- Film poster
- Directed by: Ibrahim Nash'at [de]
- Written by: Ibrahim Nash'at; Talal Derki; Shane Boris;
- Produced by: Talal Derki; Odessa Rae; Shane Boris;
- Cinematography: Ibrahim Nash'at
- Edited by: Atanas Georgiev; Marion Tuor;
- Music by: Volker Bertelmann
- Production companies: Rolling Narratives; Jouzour Film Production; Cottage M; Raefilm Studios;
- Distributed by: Fourth Act Film
- Release dates: August 31, 2023 (Venice); July 19, 2024 (United States);
- Running time: 92 minutes
- Countries: Germany; United States;
- Languages: English; Dari; Pashto;

= Hollywoodgate =

2023 German-American documentary film

Hollywoodgate is a 2023 documentary film written and directed by Ibrahim Nash'at. It premiered out of competition at the 80th Venice International Film Festival. It was released in the United States on July 19, 2024.

==Production==
The film was shot in over a year, and it chronicles the daily life in Afghanistan of Taliban air force commander Mawlawi Mansour, and one of his soldiers, the fundamentalist M.J. Mukhtar, following the American withdrawal from Afghanistan.

==Release==
The film premiered out of competition at the 80th Venice International Film Festival. It was later screened at the 2023 Telluride Film Festival, the 2023 Tallinn Black Nights Film Festival, the 2023 International Documentary Film Festival Amsterdam, the 2024 Jeonju International Film Festival, the 2024 Seattle International Film Festival, the 2024 Sheffield International Documentary Festival, the 2024 DOK.fest München, the 2024 CPH: DOX, the 2024 Antenna documentary film festival, the 48th Hong Kong International Film Festival, the 2024 Doc Fortnight, the 2024 Thessaloniki Documentary Festival, the 2024 Doc Point and is set to premiere in the 2024 New Zealand International Film Festival and the 2024 ZagrebDox International Documentary Film Festival.
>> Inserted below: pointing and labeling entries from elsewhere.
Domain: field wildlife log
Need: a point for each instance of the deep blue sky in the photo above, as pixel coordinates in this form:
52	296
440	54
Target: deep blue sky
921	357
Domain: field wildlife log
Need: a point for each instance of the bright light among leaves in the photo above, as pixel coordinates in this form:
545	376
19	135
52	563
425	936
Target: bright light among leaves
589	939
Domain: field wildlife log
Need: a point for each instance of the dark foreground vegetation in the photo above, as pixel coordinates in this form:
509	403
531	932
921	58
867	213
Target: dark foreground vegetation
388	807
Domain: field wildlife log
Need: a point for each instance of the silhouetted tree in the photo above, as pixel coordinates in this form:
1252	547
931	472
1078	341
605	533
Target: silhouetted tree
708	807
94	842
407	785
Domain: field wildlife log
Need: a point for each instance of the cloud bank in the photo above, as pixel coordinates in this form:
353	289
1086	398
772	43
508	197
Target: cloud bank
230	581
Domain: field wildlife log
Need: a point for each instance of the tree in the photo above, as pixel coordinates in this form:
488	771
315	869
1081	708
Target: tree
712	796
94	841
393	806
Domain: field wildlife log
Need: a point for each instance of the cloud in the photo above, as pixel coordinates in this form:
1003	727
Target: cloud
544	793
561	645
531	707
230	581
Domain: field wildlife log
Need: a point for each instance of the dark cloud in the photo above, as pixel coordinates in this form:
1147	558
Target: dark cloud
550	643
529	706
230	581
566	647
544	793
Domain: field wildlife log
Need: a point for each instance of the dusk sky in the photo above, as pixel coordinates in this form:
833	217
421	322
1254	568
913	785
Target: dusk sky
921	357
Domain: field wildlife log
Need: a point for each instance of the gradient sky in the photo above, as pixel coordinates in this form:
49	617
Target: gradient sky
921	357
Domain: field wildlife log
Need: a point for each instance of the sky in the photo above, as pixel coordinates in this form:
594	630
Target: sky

The film was released in the United States on July 19, 2024. It is set to be released in the regions of Middle East and North Africa (MENA) from August 30, 2024 where the Dubai-based distributor Front Row Filmed Entertainment has acquired distribution rights.

==Reception ==
 Metacritic, which uses a weighted average, assigned the film a score of 74 out of 100, based on 13 critics, indicating "generally favorable" reviews.

===Accolades===
The film was named as the winners of "The Golden Eye" from the 2023 Zurich Film Festival, the "Full Frame Grand Jury Award" from the 2024 Full Frame Documentary Film Festival, the "AFF Feature Documentary Award" from the 2023 Adelaide Film Festival, "The Fipresci Prize" from the 2023 El Gouna Film Festival, and also received the top honors of El Gouna Gold Star for Documentary Film, the "Best Human Rights Film" from the 2023 Verzio International Human Rights Documentary Film Festival.